In our judgment, the proven allegations were grave and properly so considered by the MPT. The fact that these matters arose in India, where there is no multidisciplinary approach and systems may differ, cannot detract from the fact that Dr Sastry knew what he was doing in embarking upon such a course of treatment when he knew the same to be clinically inappropriate. The fact that there are no other regulatory findings against Dr Sastry does not minimise the gravity of his misconduct in treating Patient A. We are in no doubt that the sanction of erasure was both necessary and appropriate for the protection of the public and to ensure public confidence in the medical profession. Accordingly, the appeal of Dr Sastry is dismissed.

Dr Okpara

117.

The proven allegations represented a consistent, predatory and escalating course of sexual misconduct by a doctor to a nurse. Dr Okpara rightly accepted that the facts amounted to misconduct and impairment of his fitness to practise.
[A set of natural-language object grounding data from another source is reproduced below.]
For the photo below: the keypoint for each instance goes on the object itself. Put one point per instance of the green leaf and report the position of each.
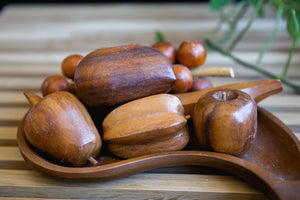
(255, 2)
(218, 4)
(291, 4)
(293, 27)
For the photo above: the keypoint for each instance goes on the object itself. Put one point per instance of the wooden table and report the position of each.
(34, 39)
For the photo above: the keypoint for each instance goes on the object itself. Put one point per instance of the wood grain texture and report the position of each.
(32, 47)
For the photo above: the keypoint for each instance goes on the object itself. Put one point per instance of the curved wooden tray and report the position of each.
(272, 164)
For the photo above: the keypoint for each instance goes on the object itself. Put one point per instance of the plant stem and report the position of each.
(288, 63)
(272, 36)
(242, 33)
(251, 66)
(241, 8)
(295, 39)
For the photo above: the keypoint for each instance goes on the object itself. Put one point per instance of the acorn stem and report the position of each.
(92, 160)
(32, 98)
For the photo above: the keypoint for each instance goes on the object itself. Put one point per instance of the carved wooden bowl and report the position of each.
(272, 163)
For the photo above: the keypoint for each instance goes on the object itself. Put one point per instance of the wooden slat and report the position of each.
(144, 185)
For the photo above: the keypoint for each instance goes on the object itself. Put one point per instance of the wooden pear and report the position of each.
(60, 126)
(148, 125)
(115, 75)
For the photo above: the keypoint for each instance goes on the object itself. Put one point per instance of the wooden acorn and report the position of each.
(147, 125)
(112, 76)
(60, 126)
(225, 121)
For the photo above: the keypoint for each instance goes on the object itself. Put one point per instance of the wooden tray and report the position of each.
(272, 164)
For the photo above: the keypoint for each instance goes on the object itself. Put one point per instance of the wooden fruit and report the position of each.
(201, 83)
(69, 65)
(191, 53)
(184, 79)
(112, 76)
(60, 126)
(55, 83)
(168, 49)
(226, 121)
(147, 125)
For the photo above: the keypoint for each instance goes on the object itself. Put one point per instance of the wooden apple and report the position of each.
(60, 126)
(225, 121)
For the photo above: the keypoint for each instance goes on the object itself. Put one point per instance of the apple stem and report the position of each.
(32, 98)
(92, 160)
(224, 96)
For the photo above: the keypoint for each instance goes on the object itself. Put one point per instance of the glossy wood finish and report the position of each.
(147, 125)
(59, 125)
(258, 90)
(115, 75)
(276, 173)
(225, 121)
(30, 52)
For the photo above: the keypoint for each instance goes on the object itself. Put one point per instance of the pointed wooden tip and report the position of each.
(32, 98)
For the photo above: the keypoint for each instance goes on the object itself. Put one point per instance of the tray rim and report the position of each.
(271, 184)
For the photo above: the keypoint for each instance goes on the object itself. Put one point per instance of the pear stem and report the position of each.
(32, 98)
(92, 160)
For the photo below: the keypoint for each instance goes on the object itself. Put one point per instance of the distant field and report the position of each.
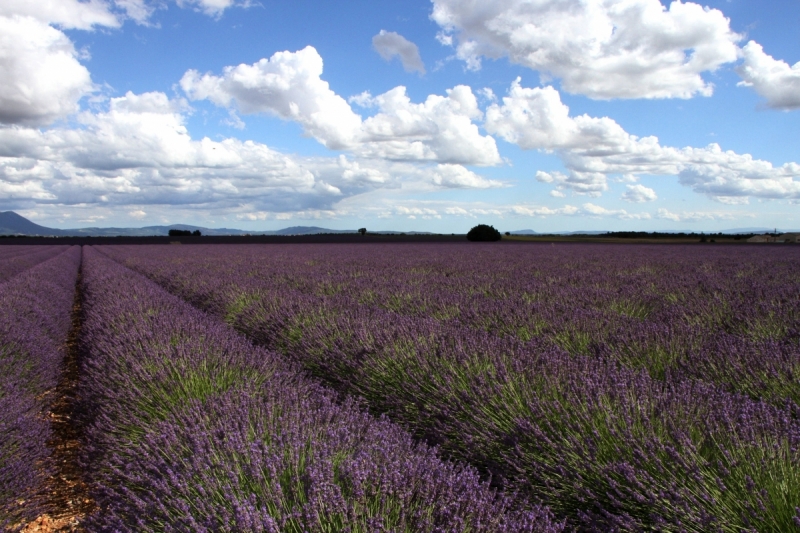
(300, 387)
(639, 387)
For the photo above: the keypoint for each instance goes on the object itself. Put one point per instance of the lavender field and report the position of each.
(417, 387)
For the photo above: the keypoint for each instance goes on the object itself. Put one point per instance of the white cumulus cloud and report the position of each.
(773, 79)
(600, 48)
(289, 85)
(390, 45)
(638, 193)
(457, 176)
(592, 149)
(41, 78)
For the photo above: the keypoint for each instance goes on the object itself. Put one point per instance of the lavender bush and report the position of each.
(599, 384)
(194, 429)
(17, 259)
(35, 317)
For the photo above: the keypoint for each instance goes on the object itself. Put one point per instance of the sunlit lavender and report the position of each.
(627, 388)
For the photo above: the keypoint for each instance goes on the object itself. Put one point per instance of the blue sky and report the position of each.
(554, 115)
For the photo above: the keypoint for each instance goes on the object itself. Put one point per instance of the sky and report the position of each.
(413, 115)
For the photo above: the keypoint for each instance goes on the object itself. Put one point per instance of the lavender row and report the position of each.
(194, 429)
(35, 317)
(728, 316)
(17, 259)
(605, 445)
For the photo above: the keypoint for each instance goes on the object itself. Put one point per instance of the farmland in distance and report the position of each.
(441, 387)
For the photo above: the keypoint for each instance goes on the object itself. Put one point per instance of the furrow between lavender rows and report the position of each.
(18, 259)
(35, 318)
(605, 445)
(192, 428)
(727, 317)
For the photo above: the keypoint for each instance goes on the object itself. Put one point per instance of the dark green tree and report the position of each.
(483, 232)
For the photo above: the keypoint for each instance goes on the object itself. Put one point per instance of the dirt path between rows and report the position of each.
(66, 493)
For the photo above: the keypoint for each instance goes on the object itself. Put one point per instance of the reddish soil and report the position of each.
(66, 494)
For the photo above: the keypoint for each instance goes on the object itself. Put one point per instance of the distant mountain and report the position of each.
(14, 224)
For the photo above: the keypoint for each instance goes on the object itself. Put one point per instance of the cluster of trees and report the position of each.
(483, 233)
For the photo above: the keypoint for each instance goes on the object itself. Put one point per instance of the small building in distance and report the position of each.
(769, 237)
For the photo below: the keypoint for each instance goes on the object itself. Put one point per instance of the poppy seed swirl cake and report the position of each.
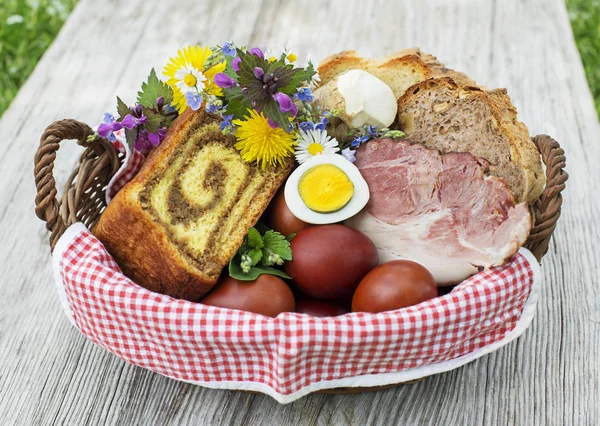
(175, 226)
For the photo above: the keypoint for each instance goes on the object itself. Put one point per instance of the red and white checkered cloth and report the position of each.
(294, 354)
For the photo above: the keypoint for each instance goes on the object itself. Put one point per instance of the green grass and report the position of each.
(27, 27)
(585, 20)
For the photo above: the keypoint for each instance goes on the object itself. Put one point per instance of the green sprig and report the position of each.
(259, 254)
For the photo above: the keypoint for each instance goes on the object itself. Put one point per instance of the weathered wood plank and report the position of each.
(50, 374)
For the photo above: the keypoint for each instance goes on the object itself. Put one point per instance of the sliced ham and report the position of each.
(441, 211)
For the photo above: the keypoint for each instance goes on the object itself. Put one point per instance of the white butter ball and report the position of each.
(368, 99)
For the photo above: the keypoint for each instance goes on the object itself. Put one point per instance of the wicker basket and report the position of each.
(83, 199)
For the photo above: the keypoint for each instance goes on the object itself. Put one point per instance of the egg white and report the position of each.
(359, 199)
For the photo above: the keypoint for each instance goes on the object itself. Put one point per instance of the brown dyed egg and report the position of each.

The MPT recorded that the behaviour had taken place in a “hierarchical institutional context” where Dr Okpara, a doctor of 22 years’ standing, was much more senior than Ms A, a nurse at the start of her career. We agree. We also accept the MPT’s assessment of the sluice room incident as aggressive, threatening and a gross violation of Ms A. The MPT were entitled to find that Dr Okpara, in denying the allegations and making a series of counterclaims against Ms A, had demonstrated a complete lack of insight. In our judgment, this was a continuing and consistent course of predatory sexual misconduct which wholly warranted the sanction of erasure. We agree with the finding of the MPT that such misconduct was fundamentally incompatible with continued registration. Accordingly, the appeal of Dr Okpara is dismissed.